1. Variable Cost – varies proportionately in total but remains constant on a per unit
basis.
a. True variable costs – proportionately variable (ex. Raw material) amount
used directly increases as production increases by the same percentage.

b. Step variable costs – costs obtainable in large segments (ex. Labor costs of
maintenance workers) and that increase or decrease in response to fairly
wide changes in activity levels.

NOTE: these costs are constant for a certain activity level (relevant range)
and then vary in a step like fashion as volume increases.

2. Fixed Costs – remain constant in total but vary inversely on a per unit basis (if
production increases, then per unit cost decreases; if production decreases, then
per unit cost increases)

a. Committed fixed costs – relate to the investment in plant, equipment and


the basic organizational structure of the firm (ex. Depreciation of building
and equipment, real estate taxes, insurance, management salaries, etc.)
- are long term in nature
- cannot be reduced immediately over a short period of time
without seriously impairing either the profitability or the long run
goals of a firm.

b. Discretionary Fixed Costs (Managed Fixed Costs)

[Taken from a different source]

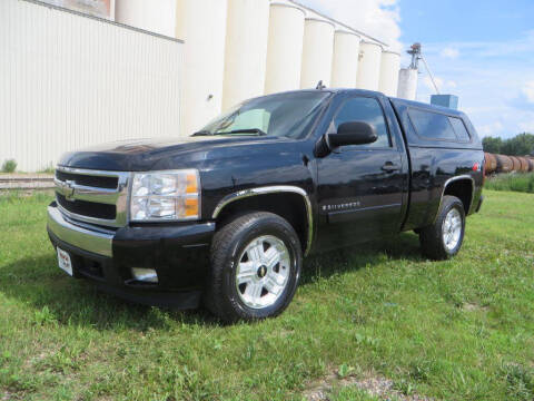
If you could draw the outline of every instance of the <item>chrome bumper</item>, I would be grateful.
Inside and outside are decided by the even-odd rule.
[[[58,207],[48,206],[48,229],[58,239],[80,250],[102,256],[113,256],[112,234],[105,234],[73,225],[63,218]]]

- arise form annual decisions by management to spend in certain
fixed costs areas (ex. Advertising, research, management
development programs)
- short term in nature, usually a single year
- possible to cut back on certain costs for short periods of time
with minimum disruptions to long term goals.

c. Semi variable or Mixed Costs – contains both variable and fixed costs
elements
- at certain levels of activity mixed costs display the same
characteristics as a fixed cost
- at certain levels they display same characteristic as a variable
cost
- (examples: electricity, heat, telephone, maintenance, car rental,
copy machine rental)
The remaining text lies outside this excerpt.